At the New York Times, A.O. Scott reviews Adrian Tomine's Killing and Dying:

The awfulness of men — rendered more in rue than in rage — is the thread that binds these six pieces together. Male inadequacy is not a new subject for Tomine. It bubbles up in the otherwise lighthearted, autobiographical “Scenes From an Impending Marriage.” It sits at the anxious, lacerated heart of his earlier graphic novel “Shortcomings,” a breakup story set among young intellectually and artistically inclined Asian-Americans in the Bay Area. In that case the protagonist, Ben Tanaka, did not try to be a selfish jerk, but he succeeded all the same, and ­Tomine’s scrutiny of his dealings with women was both unsparing and sympathetic.

Slate has posted their choices for the best comics of 2015.

—Interviews & Profiles. The Chicago Tribune takes a guided photo-tour of Laura Park's bookshelves.

The Arab Times talks to Syrian artist Ali Ferzat about everything from the ongoing refugee crisis to the responsibilities of political cartoonists.

When the Baath party took over in Syria, they banned all privately owned newspapers. So censorship became very strong. For me and other artists to go around censorship, we had to revert to symbolism, that was the key. I transformed from symbolic and allegorical portrayals of political characters to bluntly drawing them with the support of the audience.

I feel very strongly that when a cartoonist portrays a political character as he is, he is able to break the bond of fear between the audience and the character. The people will see this and realise that it is okay to criticise that character. Having said that, in different situations it is important to go back to the symbolic representations, as they are important to caricature too.

—Misc. Ta-Nehisi Coates shares his thoughts on beginning to write Black Panther. He seems to be taking it pretty seriously.

I guess I should start by saying I’ve never done this before. I expect that there will be stumbles and screw-ups on my part. My nightmare basically involves this turning into some sort of stunt or vanity project. I did not take this on to look pretty, or add a line to my CV. I took it on for the same reason I take on new stories—to grow intellectually and artistically. In this case it’s another genre—fictional, serial story-telling—one a good distance away from journalism, memoir and essays.

And at Tor.com, Ada Palmer writes another nice appreciation of Shigeru Mizuki.
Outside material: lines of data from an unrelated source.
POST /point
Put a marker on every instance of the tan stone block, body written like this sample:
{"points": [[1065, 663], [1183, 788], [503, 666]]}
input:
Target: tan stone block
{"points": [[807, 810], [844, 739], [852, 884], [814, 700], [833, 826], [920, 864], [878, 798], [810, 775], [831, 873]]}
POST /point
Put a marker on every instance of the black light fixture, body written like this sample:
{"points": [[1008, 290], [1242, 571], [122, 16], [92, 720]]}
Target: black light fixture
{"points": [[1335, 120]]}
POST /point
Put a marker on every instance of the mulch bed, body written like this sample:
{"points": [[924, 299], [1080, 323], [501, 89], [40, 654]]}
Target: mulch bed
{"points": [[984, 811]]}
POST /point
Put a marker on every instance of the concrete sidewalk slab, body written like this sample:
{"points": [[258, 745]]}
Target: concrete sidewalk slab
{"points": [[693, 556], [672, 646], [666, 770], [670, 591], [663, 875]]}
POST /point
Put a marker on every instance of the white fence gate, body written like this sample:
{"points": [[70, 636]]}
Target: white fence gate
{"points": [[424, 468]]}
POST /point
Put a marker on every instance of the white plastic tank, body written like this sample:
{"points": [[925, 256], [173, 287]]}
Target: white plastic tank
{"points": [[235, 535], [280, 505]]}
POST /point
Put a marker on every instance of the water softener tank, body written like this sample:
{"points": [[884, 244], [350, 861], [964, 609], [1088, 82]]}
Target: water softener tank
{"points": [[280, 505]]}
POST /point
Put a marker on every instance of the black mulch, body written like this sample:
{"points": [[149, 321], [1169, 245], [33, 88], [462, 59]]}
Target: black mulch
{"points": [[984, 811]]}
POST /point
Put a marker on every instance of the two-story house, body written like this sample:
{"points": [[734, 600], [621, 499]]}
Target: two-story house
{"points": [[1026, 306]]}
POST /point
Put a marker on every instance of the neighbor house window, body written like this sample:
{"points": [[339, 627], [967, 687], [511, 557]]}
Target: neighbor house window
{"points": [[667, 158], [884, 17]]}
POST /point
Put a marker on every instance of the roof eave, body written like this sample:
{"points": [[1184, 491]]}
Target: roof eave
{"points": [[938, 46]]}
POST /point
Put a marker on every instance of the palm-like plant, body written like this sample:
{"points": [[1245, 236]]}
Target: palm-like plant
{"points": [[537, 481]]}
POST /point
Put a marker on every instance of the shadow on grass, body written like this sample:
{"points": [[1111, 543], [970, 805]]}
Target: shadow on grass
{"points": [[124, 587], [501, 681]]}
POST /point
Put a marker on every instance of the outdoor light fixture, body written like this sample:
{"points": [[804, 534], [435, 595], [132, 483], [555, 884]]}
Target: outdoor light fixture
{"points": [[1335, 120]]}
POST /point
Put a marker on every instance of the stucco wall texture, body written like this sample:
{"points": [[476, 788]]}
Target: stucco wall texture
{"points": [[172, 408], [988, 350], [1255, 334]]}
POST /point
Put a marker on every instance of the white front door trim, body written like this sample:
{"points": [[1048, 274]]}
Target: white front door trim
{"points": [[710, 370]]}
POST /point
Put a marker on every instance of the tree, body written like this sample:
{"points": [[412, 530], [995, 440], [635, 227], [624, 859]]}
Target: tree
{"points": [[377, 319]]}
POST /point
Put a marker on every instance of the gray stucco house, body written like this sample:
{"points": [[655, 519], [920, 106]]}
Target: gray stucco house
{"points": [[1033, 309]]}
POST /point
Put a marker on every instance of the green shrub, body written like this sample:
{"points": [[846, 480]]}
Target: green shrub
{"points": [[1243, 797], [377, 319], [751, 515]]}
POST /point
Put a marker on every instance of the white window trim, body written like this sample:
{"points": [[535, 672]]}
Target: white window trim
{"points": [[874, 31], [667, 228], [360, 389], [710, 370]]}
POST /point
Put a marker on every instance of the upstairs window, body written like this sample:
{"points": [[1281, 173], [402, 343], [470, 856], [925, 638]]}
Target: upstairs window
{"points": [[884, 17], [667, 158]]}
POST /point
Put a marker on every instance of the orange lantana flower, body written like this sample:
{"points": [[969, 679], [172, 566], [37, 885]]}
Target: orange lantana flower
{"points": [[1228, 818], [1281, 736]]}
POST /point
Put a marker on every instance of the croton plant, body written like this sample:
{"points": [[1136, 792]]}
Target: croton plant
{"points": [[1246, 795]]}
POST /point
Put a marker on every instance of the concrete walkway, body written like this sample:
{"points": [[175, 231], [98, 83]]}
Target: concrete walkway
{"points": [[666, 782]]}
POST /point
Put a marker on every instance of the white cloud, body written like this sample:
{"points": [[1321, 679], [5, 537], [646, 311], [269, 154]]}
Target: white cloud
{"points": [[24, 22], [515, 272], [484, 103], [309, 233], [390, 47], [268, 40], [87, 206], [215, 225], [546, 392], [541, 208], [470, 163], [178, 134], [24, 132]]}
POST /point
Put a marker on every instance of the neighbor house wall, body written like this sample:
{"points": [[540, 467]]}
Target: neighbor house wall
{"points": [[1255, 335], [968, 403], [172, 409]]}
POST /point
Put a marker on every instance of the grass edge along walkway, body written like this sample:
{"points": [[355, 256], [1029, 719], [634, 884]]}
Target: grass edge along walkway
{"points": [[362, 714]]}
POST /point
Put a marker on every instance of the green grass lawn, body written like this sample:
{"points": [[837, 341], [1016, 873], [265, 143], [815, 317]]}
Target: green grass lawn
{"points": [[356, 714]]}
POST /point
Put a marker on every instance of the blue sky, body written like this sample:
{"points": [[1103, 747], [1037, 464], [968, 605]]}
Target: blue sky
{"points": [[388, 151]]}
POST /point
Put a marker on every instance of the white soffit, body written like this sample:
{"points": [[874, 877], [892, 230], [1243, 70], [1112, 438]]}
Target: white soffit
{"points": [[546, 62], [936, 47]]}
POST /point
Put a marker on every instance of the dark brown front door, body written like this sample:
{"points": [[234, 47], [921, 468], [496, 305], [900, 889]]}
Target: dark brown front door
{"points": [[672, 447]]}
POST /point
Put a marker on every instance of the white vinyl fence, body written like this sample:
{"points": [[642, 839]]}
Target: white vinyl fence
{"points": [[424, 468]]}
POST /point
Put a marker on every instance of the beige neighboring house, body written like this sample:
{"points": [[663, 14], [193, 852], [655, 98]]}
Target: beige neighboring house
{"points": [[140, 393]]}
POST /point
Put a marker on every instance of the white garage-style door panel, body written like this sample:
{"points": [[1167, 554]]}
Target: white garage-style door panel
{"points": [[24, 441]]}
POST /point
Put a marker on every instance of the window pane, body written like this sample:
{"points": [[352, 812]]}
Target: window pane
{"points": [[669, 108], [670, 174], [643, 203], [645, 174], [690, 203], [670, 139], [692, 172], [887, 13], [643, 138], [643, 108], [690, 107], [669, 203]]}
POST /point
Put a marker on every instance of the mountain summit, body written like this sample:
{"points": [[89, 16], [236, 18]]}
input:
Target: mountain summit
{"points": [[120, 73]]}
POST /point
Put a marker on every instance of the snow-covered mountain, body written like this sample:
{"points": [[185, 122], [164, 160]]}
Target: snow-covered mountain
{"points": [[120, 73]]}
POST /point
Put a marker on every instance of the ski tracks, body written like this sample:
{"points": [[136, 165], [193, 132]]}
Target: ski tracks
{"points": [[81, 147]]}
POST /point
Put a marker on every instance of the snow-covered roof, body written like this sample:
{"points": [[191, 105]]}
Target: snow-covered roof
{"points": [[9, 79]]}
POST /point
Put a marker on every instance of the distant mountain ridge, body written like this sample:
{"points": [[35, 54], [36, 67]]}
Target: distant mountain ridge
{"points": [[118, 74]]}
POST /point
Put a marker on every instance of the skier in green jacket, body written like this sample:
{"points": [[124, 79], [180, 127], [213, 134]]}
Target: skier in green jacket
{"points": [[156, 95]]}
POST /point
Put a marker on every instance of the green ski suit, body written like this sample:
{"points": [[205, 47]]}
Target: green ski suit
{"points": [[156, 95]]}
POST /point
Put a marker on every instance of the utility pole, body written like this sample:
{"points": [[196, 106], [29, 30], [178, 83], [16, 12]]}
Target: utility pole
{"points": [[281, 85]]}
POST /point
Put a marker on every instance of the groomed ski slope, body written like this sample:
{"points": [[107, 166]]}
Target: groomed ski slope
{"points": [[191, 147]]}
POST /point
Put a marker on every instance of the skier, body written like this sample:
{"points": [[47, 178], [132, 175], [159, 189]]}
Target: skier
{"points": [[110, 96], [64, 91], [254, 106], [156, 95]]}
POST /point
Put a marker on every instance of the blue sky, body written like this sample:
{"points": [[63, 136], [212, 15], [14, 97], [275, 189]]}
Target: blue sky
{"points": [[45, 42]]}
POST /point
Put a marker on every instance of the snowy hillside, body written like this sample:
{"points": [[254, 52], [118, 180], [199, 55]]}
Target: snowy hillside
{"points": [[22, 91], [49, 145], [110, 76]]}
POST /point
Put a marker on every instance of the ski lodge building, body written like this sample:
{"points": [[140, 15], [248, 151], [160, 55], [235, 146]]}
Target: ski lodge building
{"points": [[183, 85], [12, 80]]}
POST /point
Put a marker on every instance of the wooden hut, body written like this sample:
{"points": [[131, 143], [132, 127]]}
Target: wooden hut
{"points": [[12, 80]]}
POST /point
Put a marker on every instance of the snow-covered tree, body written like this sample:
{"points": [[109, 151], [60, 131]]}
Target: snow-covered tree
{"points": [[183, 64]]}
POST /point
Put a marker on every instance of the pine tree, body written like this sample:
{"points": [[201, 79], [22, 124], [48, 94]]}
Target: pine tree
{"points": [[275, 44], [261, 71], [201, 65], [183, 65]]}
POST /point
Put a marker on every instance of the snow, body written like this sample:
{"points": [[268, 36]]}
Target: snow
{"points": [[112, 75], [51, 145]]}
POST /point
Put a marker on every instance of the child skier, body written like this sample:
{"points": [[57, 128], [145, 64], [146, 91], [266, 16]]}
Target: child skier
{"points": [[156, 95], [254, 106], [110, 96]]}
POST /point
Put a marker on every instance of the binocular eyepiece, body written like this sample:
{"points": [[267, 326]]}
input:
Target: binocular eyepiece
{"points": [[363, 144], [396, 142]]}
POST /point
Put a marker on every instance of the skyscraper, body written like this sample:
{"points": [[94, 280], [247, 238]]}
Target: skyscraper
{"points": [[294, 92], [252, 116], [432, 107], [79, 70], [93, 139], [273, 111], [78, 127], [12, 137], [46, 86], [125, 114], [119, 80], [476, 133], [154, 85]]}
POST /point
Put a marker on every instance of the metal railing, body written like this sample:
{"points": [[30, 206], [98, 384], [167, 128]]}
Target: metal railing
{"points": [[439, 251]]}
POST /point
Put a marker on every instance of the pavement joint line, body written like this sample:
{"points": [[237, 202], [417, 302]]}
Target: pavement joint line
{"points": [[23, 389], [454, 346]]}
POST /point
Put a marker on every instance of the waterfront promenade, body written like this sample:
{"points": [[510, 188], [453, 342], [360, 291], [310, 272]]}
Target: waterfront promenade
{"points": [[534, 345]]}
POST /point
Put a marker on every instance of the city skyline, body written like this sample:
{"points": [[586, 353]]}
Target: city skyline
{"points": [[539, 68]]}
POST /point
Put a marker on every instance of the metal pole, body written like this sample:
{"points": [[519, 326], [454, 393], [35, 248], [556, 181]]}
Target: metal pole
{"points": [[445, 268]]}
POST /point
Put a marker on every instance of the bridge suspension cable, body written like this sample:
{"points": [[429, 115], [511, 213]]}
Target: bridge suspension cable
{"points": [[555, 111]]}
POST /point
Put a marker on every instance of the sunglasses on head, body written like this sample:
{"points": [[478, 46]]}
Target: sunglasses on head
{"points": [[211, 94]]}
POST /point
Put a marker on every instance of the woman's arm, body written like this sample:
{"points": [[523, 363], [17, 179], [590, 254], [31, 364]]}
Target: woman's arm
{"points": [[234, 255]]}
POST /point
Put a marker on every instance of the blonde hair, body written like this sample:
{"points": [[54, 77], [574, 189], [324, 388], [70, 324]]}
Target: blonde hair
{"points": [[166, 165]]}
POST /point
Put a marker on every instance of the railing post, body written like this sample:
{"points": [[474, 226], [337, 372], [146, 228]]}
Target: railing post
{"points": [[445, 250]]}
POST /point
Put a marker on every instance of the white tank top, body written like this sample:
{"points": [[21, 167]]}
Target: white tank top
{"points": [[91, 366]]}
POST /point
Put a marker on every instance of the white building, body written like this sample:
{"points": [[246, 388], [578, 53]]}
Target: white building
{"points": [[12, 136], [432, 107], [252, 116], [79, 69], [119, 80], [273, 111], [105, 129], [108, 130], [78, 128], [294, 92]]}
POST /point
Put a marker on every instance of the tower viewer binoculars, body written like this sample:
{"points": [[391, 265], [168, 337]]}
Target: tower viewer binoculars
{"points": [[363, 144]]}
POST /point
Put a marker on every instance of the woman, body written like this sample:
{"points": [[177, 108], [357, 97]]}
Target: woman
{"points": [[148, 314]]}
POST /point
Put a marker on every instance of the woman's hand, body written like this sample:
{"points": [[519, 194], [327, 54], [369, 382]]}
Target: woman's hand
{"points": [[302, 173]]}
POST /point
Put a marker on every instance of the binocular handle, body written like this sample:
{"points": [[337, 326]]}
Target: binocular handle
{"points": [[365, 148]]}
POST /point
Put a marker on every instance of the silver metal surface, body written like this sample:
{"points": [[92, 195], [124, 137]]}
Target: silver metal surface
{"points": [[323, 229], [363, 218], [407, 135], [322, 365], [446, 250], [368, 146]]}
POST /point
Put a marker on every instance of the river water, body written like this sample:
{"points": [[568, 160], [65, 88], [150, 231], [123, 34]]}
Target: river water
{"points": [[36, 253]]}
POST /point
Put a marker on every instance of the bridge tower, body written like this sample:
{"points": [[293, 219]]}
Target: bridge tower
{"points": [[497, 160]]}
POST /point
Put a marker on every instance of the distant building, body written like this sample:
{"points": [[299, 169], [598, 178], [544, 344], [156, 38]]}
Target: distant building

What we know of Betobeto-san and hundreds of other fantastic creatures of Japan’s folklore tradition, we know largely thanks to the anthropological efforts of historian, biographer and folklorist, Shigeru Mizuki, one of the pillars of Japan’s post-WWII manga boom, who passed away yesterday at the age of 93. A magnificent storyteller, Mizuki recorded, for the first time, hundreds of tales of ghosts and demons from Japan’s endangered rural folklore tradition, and with them one very special tale: his own experience of growing up in Japan in the 1920s through 1940s, when parades of water sprites and sparkling fox spirits gave way to parades of tanks and warships.